Wednesday, September 14, 2016

ramen in portland - part 4 中華料理拉麺



A friend met up with me to go try the new ramen place that is in Uwajimaya. We have high hope that it serves half-decent bowls of ramen. I have to admit I am very hard to please and I have yet to be impressed by any that I tried in this country. The decor and presentation of the restaurant looks right, and so is the menu. Usually if the place try to be everything of Japanese it is a sign to avoid. You want to see they serve nothing else but ramen and Gyoza, and drinks.


I order a bowl with chashu 义燒 with shoyu broth and my friend also a bowl with chashu but with shio. The bowls arrive and immediately I found a few things amiss. No half boiled egg. No menma 麺麻. Also missing is a piece or two of toasted nori. The only toppings are few generous sized chashu  义燒 and chopped scallion.

Actually we both saw these missing topping as options each at additional cost. The bowls of ramen are around $10 nominal. We then realize they do this to boot the bill of an order if you want the standard-issued toppings as one can expect from any ramen joints in Japan. I did not like this.

At the time I felt that the broth was quite tasty and full of umami. The chashu is tender with the right consistency and is also quite tasty. The noodles is good, and I think it is likely supplied by Sun, hence decent. Later that afternoon, I had the worst thirst experience that I can remember in recent years. I am normally quite tolerant of MSG, and for me to be this thirsty the broth must had exceeding quantity. No wonder it was a tasty broth.

A week later I decide to spend some time and make myself some ramen as I was unhappy with the missing toppings that I come to expect in a decent bowl. My ramen would be made without shortcuts and my broth does not rely on MSG to boost the taste.

I bought two pieces of whole pork neck bone to make the stock; I didn't take photo of all the other ingredients that I put into the stock; I put pieces of apple form my apple tree
I use whole piece of neck bone because I don't want the broth to be too cloudy. I dislike how most stores would cut them into pieces. To use whole piece of bone you would need a big and wide pot like I use here.

I have not make half-boiled eggs a while now and my timing is off so the eggs were full-boiled

One little secret to make soft-boiled eggs. If you wonder why you have such a hard time shelling the eggs, you likely use eggs that are too fresh. You want eggs that is a few weeks old to make the peeling easy. Also refrain from using the finger nails. Use the flesh of your fingers for clean shelling starting from the air pocket at the big end without digging into the egg white.

freshly toasted nori

this bowl has chashu 义燒 as well as fresh live clams

My bowls of ramen that I make at home are better than any that I can get in this city.

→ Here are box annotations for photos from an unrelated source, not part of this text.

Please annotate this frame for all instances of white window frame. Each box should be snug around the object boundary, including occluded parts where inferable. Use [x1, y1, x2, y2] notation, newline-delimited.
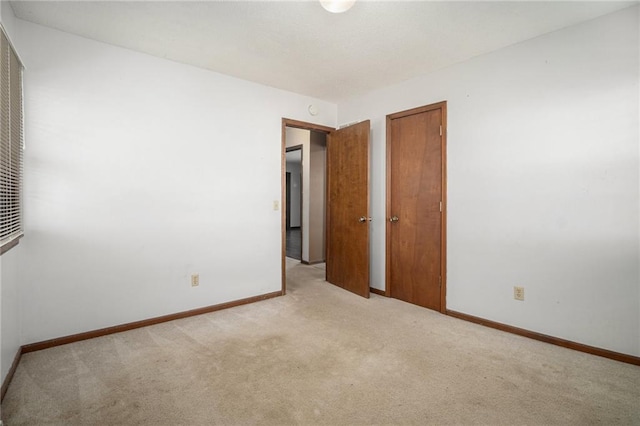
[0, 25, 24, 255]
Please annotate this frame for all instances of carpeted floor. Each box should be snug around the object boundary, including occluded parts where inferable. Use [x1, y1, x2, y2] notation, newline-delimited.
[2, 262, 640, 426]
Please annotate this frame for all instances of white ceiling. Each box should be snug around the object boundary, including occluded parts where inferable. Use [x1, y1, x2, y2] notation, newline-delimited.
[11, 0, 638, 102]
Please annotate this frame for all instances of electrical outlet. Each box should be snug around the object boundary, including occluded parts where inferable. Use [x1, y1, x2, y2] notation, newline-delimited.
[513, 286, 524, 301]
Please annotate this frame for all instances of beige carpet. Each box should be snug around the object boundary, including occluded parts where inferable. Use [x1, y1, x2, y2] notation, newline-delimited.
[2, 264, 640, 426]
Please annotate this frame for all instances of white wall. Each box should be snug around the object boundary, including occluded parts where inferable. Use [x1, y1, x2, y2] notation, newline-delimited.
[0, 1, 24, 383]
[16, 20, 336, 343]
[338, 7, 640, 356]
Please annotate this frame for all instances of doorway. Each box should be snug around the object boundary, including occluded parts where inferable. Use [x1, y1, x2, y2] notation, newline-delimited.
[285, 145, 303, 261]
[386, 102, 447, 313]
[281, 118, 371, 297]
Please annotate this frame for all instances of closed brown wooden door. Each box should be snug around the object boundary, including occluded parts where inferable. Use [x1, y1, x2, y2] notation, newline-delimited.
[387, 106, 444, 311]
[327, 120, 370, 297]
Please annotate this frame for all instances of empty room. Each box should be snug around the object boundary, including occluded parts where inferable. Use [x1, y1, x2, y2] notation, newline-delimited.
[0, 0, 640, 426]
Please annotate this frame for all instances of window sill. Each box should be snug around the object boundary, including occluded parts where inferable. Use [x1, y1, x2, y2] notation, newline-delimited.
[0, 234, 24, 256]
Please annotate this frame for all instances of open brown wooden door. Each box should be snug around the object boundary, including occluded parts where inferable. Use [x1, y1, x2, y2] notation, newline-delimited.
[327, 120, 370, 297]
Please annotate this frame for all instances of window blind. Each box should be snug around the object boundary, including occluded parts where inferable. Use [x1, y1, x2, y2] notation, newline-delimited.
[0, 31, 24, 249]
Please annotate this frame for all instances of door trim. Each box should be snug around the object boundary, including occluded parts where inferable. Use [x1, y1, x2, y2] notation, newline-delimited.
[280, 117, 335, 295]
[384, 101, 447, 314]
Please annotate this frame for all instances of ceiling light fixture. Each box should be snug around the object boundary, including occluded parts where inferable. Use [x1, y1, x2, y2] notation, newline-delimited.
[320, 0, 356, 13]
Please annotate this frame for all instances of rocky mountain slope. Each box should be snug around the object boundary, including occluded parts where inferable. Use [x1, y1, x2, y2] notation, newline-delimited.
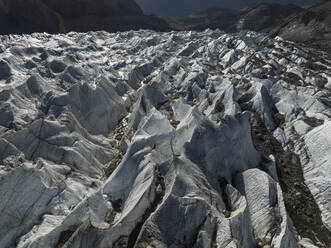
[137, 0, 319, 17]
[0, 31, 331, 248]
[272, 0, 331, 53]
[0, 0, 168, 34]
[169, 3, 303, 32]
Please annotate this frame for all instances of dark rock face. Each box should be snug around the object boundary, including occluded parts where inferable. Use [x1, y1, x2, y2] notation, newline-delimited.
[0, 0, 168, 34]
[272, 1, 331, 52]
[137, 0, 319, 17]
[172, 3, 303, 32]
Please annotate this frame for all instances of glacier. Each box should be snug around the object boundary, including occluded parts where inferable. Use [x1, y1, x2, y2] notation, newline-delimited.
[0, 30, 331, 248]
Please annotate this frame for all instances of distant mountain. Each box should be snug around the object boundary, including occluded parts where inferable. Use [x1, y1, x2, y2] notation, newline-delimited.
[169, 3, 303, 32]
[0, 0, 168, 34]
[272, 0, 331, 52]
[137, 0, 318, 17]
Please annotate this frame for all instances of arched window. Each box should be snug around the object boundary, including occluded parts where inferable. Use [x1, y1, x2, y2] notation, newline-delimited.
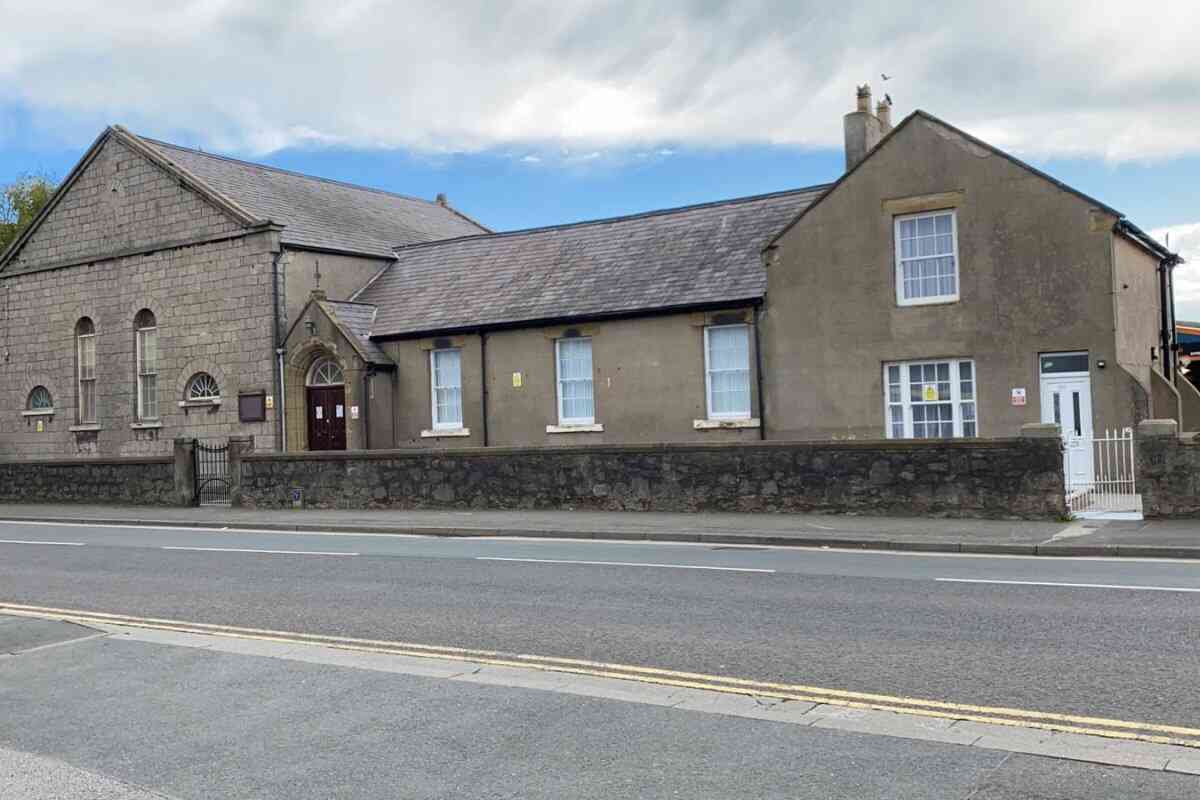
[76, 317, 96, 425]
[184, 372, 221, 401]
[25, 386, 54, 411]
[133, 308, 158, 422]
[308, 359, 346, 386]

You may notice that there is not much broth in my bowls. As it takes quite a bit of real ingredients to make a quantity of broth, I rather put in the amount that I would empty the bowl instead of a lot for the sake of presentation. The slices of chashu is rather small because I could not get a big piece of pig shoulder at this shop. It had been cut into half the normal size. I did not take photos of the preparation of the chashu.

The only good noodles for ramen that I can get in this town is this frozen one by Sun Noodle. It is quite expensive as it comes with two packs of miso flavored soup base which I don't use. It is intended the next step up from instant ramen. I buy these package just for the two servings of noodles inside. Sun Noodle company sells many types of noodles to ramen restaurants across United States. Unfortunate the company do not sell noodles to retail consumers except in these "convenient" products.

there is MSG in the miso soup packs


the dark bowl makes it very hard to see the slice of toasted nori

Since the boiled eggs are full-boiled, I decide to put them into the juice of the slow-simmered chashu. This makes for delicious and well seasoned hard boiled eggs that one can snack on. I can still use it as the ramen topping.

Making a bowl of authentic ramen is quite involving. However once you make a quantity of the broth, chashu, toasted nori, and boiled eggs you can have many meals of ramen for the whole week. You can prepare many different variation of ramen with creativity. It is very easy to make the common broth flavor - shoyu, shio, miso. Sometimes I like to use western ingredients like butter or sprinkle in some grated Parmesan cheese.

One tip in how to clean cut the soft-boiled egg in halves. Loop the egg lengthwise with a piece of sewing thread and pull. There is no better way.

 A few words on nori and menma 麺麻. I only buy nori that is from Korea or Japan. The good menma 麺麻 that I found should said "Product of Japan". "Processed in Japan" means value-added seasoning done in Japan but with processed bamboo shoot from China. My experience is those have very pronounce foul chemical taste and smell.